Wie sahen die Gerichte die Sache?

Landgericht und Oberlandesgericht schlossen sich dieser Forderung nicht an. Das OLG bewertete den Beschluss als nicht nichtig und auch nicht anfechtbar. Gegen diese seiner Ansicht nach zutreffende rechtliche Bewertung des Landgerichts habe die Berufung nichts vorgebracht. Zwar ist für die Berufung wie für das OLG das Landgericht Düsseldorf nicht zuständig gewesen. Die materiellrechtliche Ausschlussfrist des § 246 Abs. 1 AktG sei aber gewahrt. Der Umstand, dass die Klägerin die Klage innerhalb der Monatsfrist beim unzuständigen Landgericht Düsseldorf eingereicht habe, stehe dem nicht entgegen und stelle sich insbesondere nicht als rechtsmissbräuchlich dar.
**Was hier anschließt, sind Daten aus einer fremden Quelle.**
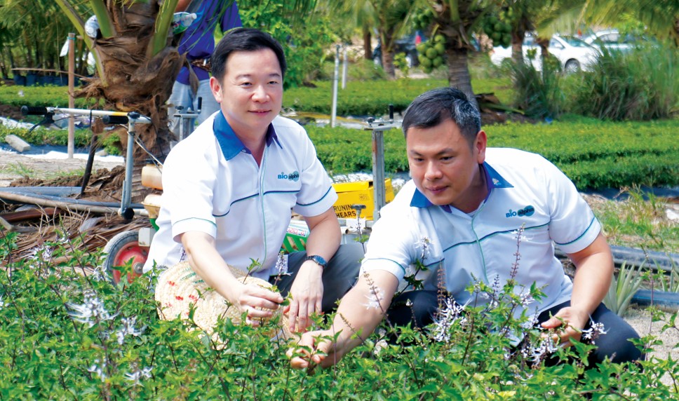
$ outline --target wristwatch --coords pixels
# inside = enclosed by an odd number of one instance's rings
[[[316,263],[316,264],[318,264],[323,269],[325,269],[325,266],[328,265],[328,262],[325,261],[325,259],[324,259],[323,258],[321,257],[317,254],[312,254],[311,256],[307,256],[307,257],[304,258],[304,261],[307,261],[307,260],[313,260]]]

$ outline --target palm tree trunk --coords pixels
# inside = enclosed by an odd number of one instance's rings
[[[372,60],[372,36],[370,34],[370,29],[363,27],[363,58],[365,60]]]
[[[389,30],[382,35],[382,68],[389,79],[396,79],[396,69],[394,67],[394,32]]]
[[[471,88],[471,76],[469,75],[469,67],[467,60],[467,50],[466,48],[455,48],[448,46],[445,54],[448,60],[448,82],[451,88],[457,88],[464,92],[469,101],[478,107],[474,91]]]
[[[523,61],[523,39],[526,32],[521,28],[511,32],[511,60],[515,64]]]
Für das OLG stellt sich die Ablehnung der zur Abstimmung gestellten Auflösung der Beklagten durch die Klägerin als treuwidrig dar. Deshalb sei sie bei der Feststellung des Auflösungsbeschlusses nicht zu berücksichtigen gewesen. Die dieser Annahme zugrunde liegenden Tatsachen habe das Landgericht als unstreitig festgestellt, weshalb der Senat an diese gebunden ist und sie bei seiner Entscheidung zugrunde zu legen hat (§ 529 Nr. 1 ZPO).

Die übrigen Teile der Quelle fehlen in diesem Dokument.